[Bioperl-l] loading yeast data failing...

Hilmar Lapp hlapp at gmx.net
Tue Jan 3 20:47:51 EST 2006


On 1/3/06, Angshu Kar <angshu96 at gmail.com> wrote:
> Hi Hilmar,
>
> On what basis should I parse? I found the following 3 entries (arbitrary) in
> the bioentry table. The same 3 entries all went to each of the name,
> identifier and accession fields!And the version field contains all 0s!
>
>
> gi|51013395|gb|AAT92991.1|
> gi|732941|emb|CAA54130.1|
>  gi|6321883|ref|NP_011959.1|
>
> So, here for record 1: gi|51013395 is the identifier, AAT92991 is the
> accession number, 1 is the version. Am I right? And then what is the name?

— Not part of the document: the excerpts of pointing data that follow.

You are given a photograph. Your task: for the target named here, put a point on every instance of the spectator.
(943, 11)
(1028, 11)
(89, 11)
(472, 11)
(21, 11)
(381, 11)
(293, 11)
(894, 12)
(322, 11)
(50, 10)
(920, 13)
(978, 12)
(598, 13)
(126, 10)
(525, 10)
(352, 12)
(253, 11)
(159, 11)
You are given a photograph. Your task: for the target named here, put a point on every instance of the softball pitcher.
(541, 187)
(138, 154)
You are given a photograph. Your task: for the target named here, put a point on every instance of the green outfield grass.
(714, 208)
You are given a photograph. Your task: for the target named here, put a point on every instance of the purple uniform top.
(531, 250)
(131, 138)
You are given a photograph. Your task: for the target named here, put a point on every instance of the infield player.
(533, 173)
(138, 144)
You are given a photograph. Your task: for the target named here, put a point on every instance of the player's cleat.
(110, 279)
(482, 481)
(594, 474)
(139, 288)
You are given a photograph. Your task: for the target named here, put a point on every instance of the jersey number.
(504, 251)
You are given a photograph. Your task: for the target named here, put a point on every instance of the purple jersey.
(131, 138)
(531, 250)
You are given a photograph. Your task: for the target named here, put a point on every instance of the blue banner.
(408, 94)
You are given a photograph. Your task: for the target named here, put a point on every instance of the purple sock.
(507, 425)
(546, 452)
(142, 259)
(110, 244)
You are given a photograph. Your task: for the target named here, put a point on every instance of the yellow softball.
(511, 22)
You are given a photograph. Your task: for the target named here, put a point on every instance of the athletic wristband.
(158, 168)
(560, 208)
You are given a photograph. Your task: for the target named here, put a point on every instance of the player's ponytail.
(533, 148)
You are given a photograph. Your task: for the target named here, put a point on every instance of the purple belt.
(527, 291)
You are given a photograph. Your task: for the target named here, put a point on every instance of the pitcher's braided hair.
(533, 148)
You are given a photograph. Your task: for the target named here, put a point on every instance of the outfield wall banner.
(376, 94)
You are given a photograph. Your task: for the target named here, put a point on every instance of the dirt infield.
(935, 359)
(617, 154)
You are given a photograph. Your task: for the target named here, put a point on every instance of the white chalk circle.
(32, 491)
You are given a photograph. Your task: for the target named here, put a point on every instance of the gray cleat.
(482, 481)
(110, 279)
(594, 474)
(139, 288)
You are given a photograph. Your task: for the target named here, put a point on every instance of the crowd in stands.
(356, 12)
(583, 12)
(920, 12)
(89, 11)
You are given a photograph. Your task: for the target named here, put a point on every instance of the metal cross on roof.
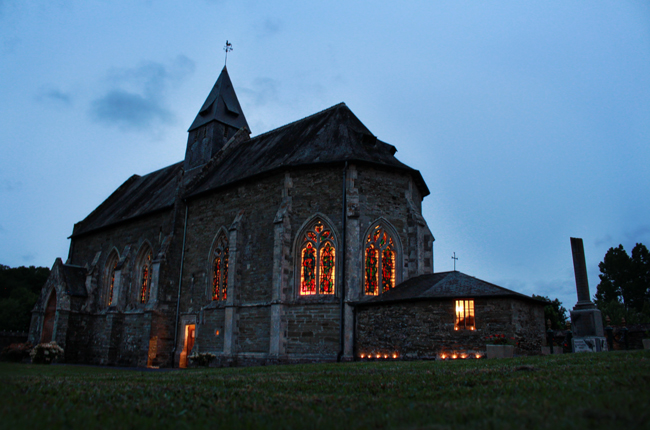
(227, 48)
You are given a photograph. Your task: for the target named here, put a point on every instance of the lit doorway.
(188, 345)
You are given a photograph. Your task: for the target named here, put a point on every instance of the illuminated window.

I'd only used 51013395 as the identifier. Other than that: correct.
There is no name in the above examples, either because the entry
doesn't have one designated, or because the tool that wrote the FASTA
file didn't put it into the identifier part. FASTA format doesn't
define these things. Have you checked the description whether there is
a name somewhere? If there isn't one, I'd default name to accession
number.

>
> Also I found out just the following entry in the 3 same fields in the same
> table:
>
>  AT1G08520.1
>
> I'm not getting this!I used the TAIR6 dataset.How to parse this data?
> Could you please advise on how to resolve this?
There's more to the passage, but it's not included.